La Cura del Descontento en la Iglesia
"Filipenses 4:1-13"

El descontento es de tal detrimento en las iglesias que puede hasta llegar a ser causa de división en las iglesias. En la iglesia de Jerusalén que aparece en las Escrituras, por ejemplo, hubo un gran descontento debido a una actitud de prejuicios entre sus miembros. En la iglesia de Corinto, hubo descontento debido a envidias, celos y actitudes egoístas. En Filipo hubo falta de reconciliación e insatisfacción en la congregación.

Si bien es cierto que muchos descontentos ocurren por quejas genuinas, no es menos cierto que en muchas ocasiones se originan en la mente carnal y en el alejamiento del verdadero propósito de Dios en nuestras vidas. Es una condición interior en nosotros lo que nos lleva a la queja; y muchas veces nuestras expectativas no realizadas son las que dan orígen a esta insatisfacción.

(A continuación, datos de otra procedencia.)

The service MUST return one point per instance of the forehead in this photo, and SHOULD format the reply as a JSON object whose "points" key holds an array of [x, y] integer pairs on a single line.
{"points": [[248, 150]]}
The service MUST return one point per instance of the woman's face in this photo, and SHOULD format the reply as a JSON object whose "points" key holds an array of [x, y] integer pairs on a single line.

Desde una prisión oscura y bajo circunstancias muy difíciles, Pablo le escribe a los Filipenses y le exhorta a tener gozo. Veámos algunas exhortaciones puntuales:

  1. La salutación: Pablo les recuerda cuánto ama a sus ovejas antes de amonestarlas. Su amonestación viene de un corazón preocupado por la salud espiritual de estas.

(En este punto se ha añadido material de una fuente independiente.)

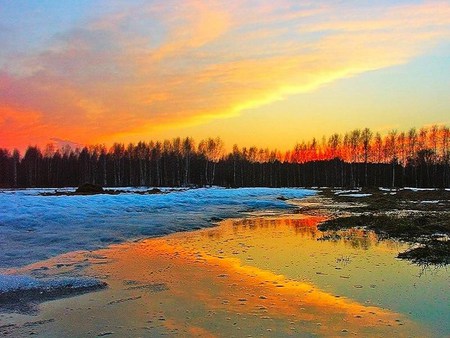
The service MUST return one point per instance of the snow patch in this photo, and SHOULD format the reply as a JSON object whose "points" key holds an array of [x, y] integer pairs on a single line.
{"points": [[35, 227], [10, 284], [355, 195]]}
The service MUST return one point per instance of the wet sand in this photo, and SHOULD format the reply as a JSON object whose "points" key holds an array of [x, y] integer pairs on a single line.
{"points": [[213, 282]]}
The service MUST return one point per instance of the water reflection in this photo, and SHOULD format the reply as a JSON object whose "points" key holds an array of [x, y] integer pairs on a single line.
{"points": [[353, 263], [260, 276]]}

  2. La exhortación: “Estad firmes en el Señor!” El no estar firme en el Señor provoca descontento y falta de armonía en el pueblo de Dios.

  3. La apelación: Pablo apela a la responsabilidad que los hermanos tienen a ayudar a otros hermanos a reconciliarse. Las personas maduras en la fe tienen la responsabilidad de mantener la paz y la armonía dentro del cuerpo de Cristo.

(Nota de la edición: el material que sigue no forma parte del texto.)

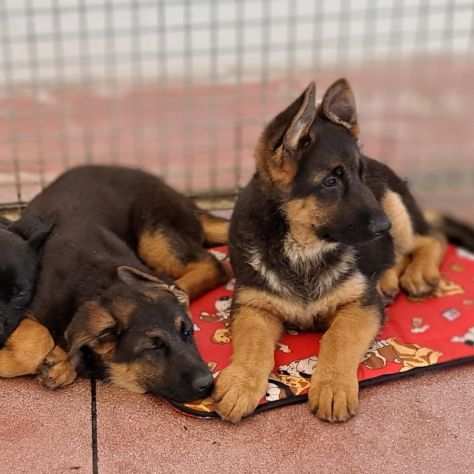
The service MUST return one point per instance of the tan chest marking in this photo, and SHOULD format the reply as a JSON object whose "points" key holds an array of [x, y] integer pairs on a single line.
{"points": [[402, 229], [305, 316]]}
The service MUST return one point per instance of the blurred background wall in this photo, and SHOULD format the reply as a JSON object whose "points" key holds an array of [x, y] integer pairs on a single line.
{"points": [[183, 87]]}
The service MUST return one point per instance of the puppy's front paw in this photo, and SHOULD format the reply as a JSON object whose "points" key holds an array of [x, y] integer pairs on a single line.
{"points": [[420, 280], [334, 398], [56, 370], [237, 393], [388, 285]]}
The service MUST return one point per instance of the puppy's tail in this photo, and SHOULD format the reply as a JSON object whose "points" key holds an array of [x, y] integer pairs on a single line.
{"points": [[456, 231], [216, 229]]}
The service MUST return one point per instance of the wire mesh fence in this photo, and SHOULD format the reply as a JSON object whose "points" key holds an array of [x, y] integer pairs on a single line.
{"points": [[182, 87]]}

  4. Nueva vez viene la exhortación “Gozaos en el Señor!” Cuando el creyente no se puede regocijar puede ser indicativo de que no está en el centro de Su voluntad. Notemos lo indispensable de la frase “en el Señor”; agarrados de su mano. La respuesta la encontramos en el Salmo 16:11 “en tu presencia hay plenitud de gozo y en tu diestra deleites para siempre”. Debemos encontrar el propósito para nuestras vidas y vivirlo para estar “en plenitud de gozo”.

  5. Pablo nos invita a vivir sin afanes sino mas bien en oración y acción de gracias, haciendo Su voluntad. Cuando vivimos enfocados en las fallas de los demás nos sentimos justificados en nuestros actos pecaminosos.

  6. El resultado de hacer todo lo antes dicho será experimentar la bendición de vivir correctamente, en paz y armonía en el Señor. O le hacemos el coro a Satanás o le traemos honor a Dios. Si elegimos el camino de darle honor a Dios con nuestras vidas, nos evitaremos el peligro de caer en experiencias de desierto.

  7. Para disfrutar de la Paz de Dios que sobrepasa el entendimiento es necesario pensar en todo lo bueno, todo lo puro, todo lo verdadero.. El contentamiento requiere de una cierta manera de pensar como patrón de vida. Para disfrutar de la presencia de Dios tenemos que meditar o pensar correctamente. Dios usa nuestra mente para llenarnos de deleite; Satanás la usa para llenarnos de amargura. Frecuentemente el pecado en nosotros es lo que nos lleva a desarrollar nuestras incorrectas formas de pensar para poder justificar nuestro pecado.

  8. Al final podemos concluir que el descontento es el resultado de nuestras rebeliones contra la soberanía de Dios, y esa rebelión solo es destruida por medio de la sumisión al hacer la voluntad de Dios con plenitud de gozo (Juan15: 11-12).